Er geht sofort ran: »Hallo, Till, hier …«
»Hey, Till, was machst …?«
»… oh, warte mal, es klingelt an der Tür …«
Ich warte wie auf heißen Kohlen. Dann höre ich ihn wieder.
»… Ach ja, was ich noch sagen wollte: Ich bin gerade nicht erreichbar. Also hinterlass mir doch ’ne Nachricht nach dem Piepton.«
Ich lege auf. Till immer mit seinen blöden Streichen. Ich bin doch tatsächlich mal wieder darauf reingefallen.
Okay, mit Vera und Till ist wohl heute Abend nicht mehr zu rechnen. Ich rufe Caro an.

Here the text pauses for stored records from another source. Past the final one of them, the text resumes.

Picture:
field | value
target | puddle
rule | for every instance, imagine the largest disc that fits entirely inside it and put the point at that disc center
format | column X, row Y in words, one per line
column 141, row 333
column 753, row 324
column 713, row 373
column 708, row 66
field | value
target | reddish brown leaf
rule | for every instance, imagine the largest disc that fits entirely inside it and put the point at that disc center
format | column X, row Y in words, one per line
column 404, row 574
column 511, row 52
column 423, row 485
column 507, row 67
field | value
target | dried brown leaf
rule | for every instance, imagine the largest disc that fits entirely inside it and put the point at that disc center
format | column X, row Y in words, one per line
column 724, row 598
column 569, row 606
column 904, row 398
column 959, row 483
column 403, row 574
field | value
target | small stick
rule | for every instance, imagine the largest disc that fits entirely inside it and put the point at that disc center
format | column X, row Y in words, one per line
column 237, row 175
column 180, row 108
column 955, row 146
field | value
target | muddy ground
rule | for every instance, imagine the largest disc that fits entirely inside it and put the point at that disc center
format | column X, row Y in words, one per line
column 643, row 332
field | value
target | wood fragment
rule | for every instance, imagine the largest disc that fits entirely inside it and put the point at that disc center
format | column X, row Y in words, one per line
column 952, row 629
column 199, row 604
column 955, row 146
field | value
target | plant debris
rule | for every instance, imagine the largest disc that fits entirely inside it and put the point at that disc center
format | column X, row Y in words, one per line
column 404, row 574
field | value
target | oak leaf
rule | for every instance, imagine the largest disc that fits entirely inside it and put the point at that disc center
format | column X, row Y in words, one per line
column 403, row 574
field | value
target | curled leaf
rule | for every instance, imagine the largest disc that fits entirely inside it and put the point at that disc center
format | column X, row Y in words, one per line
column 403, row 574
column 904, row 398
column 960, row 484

»Hallo, Anna, wie geht es dir?«
»Gut, gut. Du, ich wollte mal fragen, ob du heute Abend spontan Lust hast, auf einen Wein vorbeizukommen.«
»Oh, sei mir nicht böse, aber wir fahren gleich zu Freunden von uns aus dem Geburtshilfekurs zum Grillen.«
»Na, dann wünsche ich euch viel Spaß.« Enttäuscht lege ich auf. Was will Caro denn auf einmal mit den Geburtshilfekurs-Tussis? Die fand sie doch immer total anstrengend. Meine Freunde machen sich also alle einen schönen Abend. Das kann ich auch. Ich kann mir was Schönes kochen, mir ein Glas guten Wein gönnen, einen schönen Film sehen oder ein gutes Buch lesen … Ich entscheide mich für einen kitschigen Liebesroman.